Books are like time capsules that take readers to whatever time and place the stories are set in. Even when there are exaggerations of life in each location, and fictional plots that revolve around wizards and dragons, readers get a glimpse into what life was like in New York City during the ’20s by reading The Great Gatsby; likewise, they can see the city through the eyes of the Beats in On the Road.

New York City has been the setting of countless books throughout time. Those books represent important culture, history, and values of our metropolis and those living within its vibrant walls. Here are five authors who crafted their novels around the culture and influence of New York City during their time.

5. Edith Wharton and The Age of Innocence

Photograph of Serbian Orthodox Cathedral of St. Sava by Richard Silver

Edith Wharton was in the news last week as an unknown 1901 play of hers, called Shadow of a Doubt, was discovered in a Texas archive. The writer is most known for her novels like The Age of Innocence and The Custom of the Country, but she wrote a number of undiscovered plays that were never performed.

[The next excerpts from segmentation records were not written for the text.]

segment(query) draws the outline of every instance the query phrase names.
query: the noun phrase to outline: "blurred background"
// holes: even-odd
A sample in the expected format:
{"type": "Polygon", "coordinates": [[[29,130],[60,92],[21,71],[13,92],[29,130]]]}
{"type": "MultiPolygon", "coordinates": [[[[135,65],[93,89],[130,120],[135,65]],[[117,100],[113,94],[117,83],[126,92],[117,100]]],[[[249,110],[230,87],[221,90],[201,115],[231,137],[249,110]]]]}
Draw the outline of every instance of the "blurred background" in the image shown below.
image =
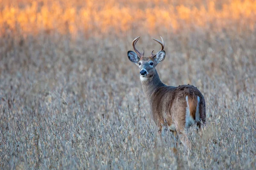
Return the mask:
{"type": "Polygon", "coordinates": [[[255,0],[0,0],[0,167],[254,169],[256,27],[255,0]],[[163,83],[204,96],[189,153],[157,135],[138,36],[145,55],[163,38],[163,83]]]}
{"type": "MultiPolygon", "coordinates": [[[[0,24],[24,35],[42,31],[74,37],[153,35],[201,29],[255,29],[254,0],[1,0],[0,24]]],[[[135,36],[136,37],[136,36],[135,36]]]]}

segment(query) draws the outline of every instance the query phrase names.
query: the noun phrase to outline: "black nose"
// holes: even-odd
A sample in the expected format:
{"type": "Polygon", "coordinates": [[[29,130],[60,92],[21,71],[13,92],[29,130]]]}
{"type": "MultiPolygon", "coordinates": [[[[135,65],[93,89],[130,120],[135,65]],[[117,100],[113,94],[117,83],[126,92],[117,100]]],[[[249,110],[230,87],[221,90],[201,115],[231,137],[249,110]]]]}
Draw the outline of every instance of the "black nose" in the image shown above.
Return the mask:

Wharton lived a high society life in New York City despite her family’s modest wealth; her parents’ pooled money allowed them to live abroad for periods of time, and they raised their daughter in a gilded lifestyle during the late nineteenth century. Wharton didn’t begin her novel writing career until she was almost in her forties and scholars believe she immersed herself into the world of fiction as an escape from her tumultuous marriage with Teddy Wharton. The couple was married in the Serbian Orthodox Cathedral of St. Sava, which was almost completely destroyed in a fire in May of 2016.

Despite being an iconic figure and a staple of New York City’s history, Edith Wharton often remarked about how she hated the city and her disdain for it is most noticeable in her novel, The House of Mirth. Her disinterest in the fake charade of high society is clear through her character Countess Olenska in The Age of Innocence. Olenska is the rebellious character who does as she pleases, defying nineteenth-century etiquette in direct contrast to the typical high society girl, May Welland, who is portrayed as unoriginal carbon cut of the other high-class girls.